Canadian writer W. P. Kinsella's first novel, Shoeless Joe, published in Boston in 1982, is an ingenious baseball story that smoothly weaves together fact and fantasy. The narrator, Ray Kinsella, is a baseball fanatic and dreamer who owns a farm in Iowa. One day he hears a mysterious voice saying, "If you build it, he will come." Ray believes this is an instruction to build a baseball field at his farm and that the "he" is his father's hero, Shoeless Joe Jackson, one of the greatest baseball players of all time. Jackson was banned from baseball for life following the Black Sox Scandal of 1919, in which he and seven other players accepted bribes to throw the World Series. From this premise, Kinsella spins his tale full of magic and nostalgia. Shoeless Joe shows up, and Ray continues to pursue his dream, even traveling cross-country to kidnap the reclusive writer J. D. Salinger who joins Ray in his quest to restore the broken dreams of the past.

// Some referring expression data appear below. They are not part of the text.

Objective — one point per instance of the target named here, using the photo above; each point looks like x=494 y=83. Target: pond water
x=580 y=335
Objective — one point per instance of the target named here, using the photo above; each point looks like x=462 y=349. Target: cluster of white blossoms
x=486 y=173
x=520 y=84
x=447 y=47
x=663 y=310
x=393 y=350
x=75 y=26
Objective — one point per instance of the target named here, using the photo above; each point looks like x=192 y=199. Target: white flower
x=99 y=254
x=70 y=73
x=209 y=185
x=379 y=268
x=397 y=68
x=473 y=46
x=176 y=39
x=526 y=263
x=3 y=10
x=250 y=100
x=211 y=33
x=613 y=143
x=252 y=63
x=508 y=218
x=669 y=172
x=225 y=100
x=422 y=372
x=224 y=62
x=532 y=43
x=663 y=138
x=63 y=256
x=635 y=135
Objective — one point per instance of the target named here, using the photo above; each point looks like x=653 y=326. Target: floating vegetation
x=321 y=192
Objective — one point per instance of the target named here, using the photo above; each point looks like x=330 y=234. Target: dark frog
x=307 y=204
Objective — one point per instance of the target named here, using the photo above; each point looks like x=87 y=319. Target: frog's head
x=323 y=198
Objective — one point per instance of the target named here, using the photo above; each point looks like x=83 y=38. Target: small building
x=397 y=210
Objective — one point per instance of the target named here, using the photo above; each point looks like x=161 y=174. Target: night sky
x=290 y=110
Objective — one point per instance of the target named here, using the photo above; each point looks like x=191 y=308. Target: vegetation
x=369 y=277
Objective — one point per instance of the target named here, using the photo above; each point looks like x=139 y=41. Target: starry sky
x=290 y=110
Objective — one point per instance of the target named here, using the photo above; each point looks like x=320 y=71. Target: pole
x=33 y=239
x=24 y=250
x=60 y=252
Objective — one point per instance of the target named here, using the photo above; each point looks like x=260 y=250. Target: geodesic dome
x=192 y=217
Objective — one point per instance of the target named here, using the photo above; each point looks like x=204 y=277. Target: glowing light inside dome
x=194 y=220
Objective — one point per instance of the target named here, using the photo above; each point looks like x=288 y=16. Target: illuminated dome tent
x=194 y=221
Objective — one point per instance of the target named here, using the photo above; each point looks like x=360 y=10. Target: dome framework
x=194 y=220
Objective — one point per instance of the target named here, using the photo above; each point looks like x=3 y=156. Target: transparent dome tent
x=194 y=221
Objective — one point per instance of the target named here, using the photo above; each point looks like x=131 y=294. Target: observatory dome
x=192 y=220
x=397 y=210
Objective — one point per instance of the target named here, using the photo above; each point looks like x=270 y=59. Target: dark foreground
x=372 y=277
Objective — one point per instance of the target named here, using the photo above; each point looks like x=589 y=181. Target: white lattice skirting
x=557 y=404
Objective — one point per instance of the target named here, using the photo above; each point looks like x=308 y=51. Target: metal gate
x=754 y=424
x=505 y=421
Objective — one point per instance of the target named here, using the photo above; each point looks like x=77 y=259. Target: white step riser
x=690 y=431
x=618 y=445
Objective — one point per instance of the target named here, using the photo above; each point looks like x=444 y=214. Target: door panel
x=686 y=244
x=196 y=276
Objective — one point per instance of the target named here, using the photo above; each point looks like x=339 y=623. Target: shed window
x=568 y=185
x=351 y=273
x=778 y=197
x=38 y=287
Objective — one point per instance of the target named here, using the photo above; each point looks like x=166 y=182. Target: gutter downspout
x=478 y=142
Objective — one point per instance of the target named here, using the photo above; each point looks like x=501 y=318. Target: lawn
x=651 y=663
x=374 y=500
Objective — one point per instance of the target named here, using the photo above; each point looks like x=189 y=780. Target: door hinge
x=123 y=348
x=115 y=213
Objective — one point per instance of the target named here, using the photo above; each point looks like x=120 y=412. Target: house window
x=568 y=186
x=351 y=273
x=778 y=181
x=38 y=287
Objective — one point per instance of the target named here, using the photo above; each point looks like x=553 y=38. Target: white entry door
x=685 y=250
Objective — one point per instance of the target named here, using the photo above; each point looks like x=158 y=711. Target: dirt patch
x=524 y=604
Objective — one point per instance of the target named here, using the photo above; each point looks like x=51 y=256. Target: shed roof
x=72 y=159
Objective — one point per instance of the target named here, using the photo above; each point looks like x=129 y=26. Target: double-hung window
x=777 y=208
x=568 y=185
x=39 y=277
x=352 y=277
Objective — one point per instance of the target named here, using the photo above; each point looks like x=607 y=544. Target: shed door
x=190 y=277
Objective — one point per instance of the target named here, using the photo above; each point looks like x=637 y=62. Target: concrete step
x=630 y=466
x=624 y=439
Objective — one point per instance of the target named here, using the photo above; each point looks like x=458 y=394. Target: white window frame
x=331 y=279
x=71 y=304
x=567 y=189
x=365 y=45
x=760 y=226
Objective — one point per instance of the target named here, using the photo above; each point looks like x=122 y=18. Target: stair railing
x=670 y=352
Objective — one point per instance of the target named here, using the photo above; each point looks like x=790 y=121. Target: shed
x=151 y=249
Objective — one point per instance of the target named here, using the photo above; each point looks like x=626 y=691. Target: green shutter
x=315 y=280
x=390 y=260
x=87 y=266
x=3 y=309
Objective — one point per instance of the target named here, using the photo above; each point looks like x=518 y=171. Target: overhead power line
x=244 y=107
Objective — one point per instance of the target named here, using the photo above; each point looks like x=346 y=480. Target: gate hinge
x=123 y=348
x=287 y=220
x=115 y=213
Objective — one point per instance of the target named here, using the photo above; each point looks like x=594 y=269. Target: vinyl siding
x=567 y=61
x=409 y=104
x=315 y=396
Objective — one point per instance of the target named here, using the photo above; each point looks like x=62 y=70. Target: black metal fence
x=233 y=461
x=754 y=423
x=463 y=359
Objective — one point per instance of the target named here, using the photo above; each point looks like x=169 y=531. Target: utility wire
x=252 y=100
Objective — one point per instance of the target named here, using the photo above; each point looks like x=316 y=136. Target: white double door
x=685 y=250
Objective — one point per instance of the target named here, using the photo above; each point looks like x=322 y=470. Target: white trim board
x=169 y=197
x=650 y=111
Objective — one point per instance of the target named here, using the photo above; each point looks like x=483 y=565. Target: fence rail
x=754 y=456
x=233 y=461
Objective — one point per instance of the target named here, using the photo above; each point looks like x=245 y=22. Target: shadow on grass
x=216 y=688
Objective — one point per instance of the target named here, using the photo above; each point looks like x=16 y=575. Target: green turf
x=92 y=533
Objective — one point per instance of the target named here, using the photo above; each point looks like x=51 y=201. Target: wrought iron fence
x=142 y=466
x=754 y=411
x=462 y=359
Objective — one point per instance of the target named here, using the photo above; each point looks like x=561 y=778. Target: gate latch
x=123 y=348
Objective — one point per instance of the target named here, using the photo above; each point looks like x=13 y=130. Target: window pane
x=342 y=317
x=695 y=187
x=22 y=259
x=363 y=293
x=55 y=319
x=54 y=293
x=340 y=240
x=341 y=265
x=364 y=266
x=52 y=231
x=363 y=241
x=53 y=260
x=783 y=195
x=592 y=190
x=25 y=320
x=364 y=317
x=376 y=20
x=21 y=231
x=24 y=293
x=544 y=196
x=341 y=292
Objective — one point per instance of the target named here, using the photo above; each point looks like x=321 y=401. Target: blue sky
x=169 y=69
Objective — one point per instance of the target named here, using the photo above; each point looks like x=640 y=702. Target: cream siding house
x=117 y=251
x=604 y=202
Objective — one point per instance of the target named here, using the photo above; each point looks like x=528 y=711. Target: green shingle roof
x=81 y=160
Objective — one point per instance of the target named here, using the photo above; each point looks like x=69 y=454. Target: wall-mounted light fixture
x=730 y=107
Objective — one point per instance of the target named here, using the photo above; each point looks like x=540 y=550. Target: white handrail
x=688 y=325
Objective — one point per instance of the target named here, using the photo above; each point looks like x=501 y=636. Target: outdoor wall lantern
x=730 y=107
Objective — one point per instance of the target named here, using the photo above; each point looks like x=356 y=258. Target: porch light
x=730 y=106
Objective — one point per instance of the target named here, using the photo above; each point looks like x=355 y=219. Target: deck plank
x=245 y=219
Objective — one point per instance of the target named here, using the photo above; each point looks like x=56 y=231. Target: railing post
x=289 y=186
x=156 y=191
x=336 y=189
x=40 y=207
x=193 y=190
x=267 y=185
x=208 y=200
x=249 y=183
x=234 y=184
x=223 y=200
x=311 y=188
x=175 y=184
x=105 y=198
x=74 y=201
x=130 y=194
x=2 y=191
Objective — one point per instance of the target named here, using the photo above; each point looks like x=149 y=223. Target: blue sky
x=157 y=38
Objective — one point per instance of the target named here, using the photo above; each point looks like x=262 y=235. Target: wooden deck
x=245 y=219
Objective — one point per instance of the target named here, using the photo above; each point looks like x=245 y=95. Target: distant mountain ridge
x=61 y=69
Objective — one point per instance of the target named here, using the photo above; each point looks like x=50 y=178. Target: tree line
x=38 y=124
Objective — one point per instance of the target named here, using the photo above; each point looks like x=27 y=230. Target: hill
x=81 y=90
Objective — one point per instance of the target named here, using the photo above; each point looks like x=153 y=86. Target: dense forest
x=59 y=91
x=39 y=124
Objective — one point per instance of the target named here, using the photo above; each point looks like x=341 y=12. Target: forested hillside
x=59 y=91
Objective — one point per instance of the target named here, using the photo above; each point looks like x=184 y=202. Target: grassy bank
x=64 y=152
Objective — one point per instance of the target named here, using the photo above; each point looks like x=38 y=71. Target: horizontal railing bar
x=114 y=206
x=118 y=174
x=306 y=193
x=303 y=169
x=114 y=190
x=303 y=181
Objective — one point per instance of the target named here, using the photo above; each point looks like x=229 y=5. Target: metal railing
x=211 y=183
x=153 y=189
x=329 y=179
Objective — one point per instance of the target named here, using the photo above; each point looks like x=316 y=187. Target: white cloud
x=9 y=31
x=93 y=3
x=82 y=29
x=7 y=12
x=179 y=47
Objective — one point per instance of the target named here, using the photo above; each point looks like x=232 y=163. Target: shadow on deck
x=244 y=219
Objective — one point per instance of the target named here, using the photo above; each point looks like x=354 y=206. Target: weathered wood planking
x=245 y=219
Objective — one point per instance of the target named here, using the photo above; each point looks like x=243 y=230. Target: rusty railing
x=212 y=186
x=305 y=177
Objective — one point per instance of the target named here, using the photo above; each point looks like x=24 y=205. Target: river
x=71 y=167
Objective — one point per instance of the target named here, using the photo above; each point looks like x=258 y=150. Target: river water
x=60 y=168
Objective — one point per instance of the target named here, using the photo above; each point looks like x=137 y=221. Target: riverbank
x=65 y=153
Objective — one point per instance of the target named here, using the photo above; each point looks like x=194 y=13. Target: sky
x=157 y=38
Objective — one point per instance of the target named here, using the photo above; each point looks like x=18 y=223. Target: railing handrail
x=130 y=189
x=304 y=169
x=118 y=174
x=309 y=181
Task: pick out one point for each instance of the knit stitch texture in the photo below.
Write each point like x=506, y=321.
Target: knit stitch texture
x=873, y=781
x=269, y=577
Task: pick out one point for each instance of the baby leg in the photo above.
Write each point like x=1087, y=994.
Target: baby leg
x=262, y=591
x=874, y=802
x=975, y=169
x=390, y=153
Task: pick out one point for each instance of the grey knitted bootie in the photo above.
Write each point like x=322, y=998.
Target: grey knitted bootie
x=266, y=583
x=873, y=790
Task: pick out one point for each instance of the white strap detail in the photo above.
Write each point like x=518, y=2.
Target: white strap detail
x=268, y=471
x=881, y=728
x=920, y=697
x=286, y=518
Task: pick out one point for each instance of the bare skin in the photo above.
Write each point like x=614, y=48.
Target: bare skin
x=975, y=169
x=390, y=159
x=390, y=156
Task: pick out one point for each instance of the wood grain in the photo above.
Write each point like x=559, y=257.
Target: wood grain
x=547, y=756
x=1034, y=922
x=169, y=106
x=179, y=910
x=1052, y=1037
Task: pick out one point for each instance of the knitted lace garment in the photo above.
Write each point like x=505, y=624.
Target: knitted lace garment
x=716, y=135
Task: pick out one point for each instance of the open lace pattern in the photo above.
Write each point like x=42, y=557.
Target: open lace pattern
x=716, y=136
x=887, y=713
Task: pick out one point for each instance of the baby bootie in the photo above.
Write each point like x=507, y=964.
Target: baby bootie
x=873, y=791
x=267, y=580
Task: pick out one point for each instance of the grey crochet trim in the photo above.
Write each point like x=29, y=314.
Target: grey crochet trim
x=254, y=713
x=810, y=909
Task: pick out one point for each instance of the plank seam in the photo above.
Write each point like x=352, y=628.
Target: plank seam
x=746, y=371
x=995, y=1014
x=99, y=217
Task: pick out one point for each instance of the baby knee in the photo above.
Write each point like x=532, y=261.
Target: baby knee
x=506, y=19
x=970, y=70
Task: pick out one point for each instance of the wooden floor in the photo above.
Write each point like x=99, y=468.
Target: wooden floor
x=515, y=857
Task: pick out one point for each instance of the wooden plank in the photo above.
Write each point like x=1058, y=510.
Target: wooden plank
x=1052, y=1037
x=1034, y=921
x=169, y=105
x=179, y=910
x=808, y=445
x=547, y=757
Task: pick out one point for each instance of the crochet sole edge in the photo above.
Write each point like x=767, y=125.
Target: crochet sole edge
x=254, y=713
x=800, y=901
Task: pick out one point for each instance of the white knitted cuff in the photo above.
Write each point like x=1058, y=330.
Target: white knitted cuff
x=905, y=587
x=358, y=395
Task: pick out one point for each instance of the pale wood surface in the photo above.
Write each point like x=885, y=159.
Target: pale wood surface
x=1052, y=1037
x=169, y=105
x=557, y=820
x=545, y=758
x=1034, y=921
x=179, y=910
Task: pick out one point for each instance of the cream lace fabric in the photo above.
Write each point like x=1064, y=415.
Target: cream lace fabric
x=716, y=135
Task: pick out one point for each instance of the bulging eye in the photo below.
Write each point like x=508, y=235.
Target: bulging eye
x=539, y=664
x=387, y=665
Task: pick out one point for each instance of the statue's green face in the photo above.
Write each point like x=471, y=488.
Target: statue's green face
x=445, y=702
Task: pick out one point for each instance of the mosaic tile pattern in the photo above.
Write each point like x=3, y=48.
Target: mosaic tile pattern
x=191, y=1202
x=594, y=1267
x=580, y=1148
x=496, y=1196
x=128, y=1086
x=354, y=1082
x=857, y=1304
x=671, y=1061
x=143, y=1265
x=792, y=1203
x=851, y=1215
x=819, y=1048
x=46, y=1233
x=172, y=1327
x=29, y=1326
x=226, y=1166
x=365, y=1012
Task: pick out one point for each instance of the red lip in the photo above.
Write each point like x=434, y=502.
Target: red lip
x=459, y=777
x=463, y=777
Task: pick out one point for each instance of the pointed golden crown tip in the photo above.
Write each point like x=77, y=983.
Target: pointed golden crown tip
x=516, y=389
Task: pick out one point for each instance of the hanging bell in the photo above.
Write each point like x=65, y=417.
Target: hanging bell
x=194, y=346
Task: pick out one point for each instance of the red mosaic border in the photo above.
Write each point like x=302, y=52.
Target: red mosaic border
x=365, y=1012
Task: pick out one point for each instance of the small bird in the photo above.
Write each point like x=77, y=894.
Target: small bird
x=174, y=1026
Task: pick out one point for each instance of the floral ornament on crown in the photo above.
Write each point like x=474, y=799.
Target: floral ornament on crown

Set in idyllic rural Iowa and told in lyrical, poetic, sometimes sentimental prose, Shoeless Joe is a story of the power of the imagination and the triumph of love. It is about dreams and hope and trust and the fulfillment of long-buried desires. The dominant note throughout is the characters' consuming love of baseball, which is presented almost as a religion, and is contrasted, favorably, with the spiritual dryness of conventional Christianity.
Shoeless Joe was made into the popular movie Field of Dreams in 1989, and for a while the words "If you build it, he will come" became almost as well-known in American popular culture as the famous phrase "Say it ain't so, Joe," allegedly spoken by a young fan to Shoeless Joe during the Black Sox Scandal.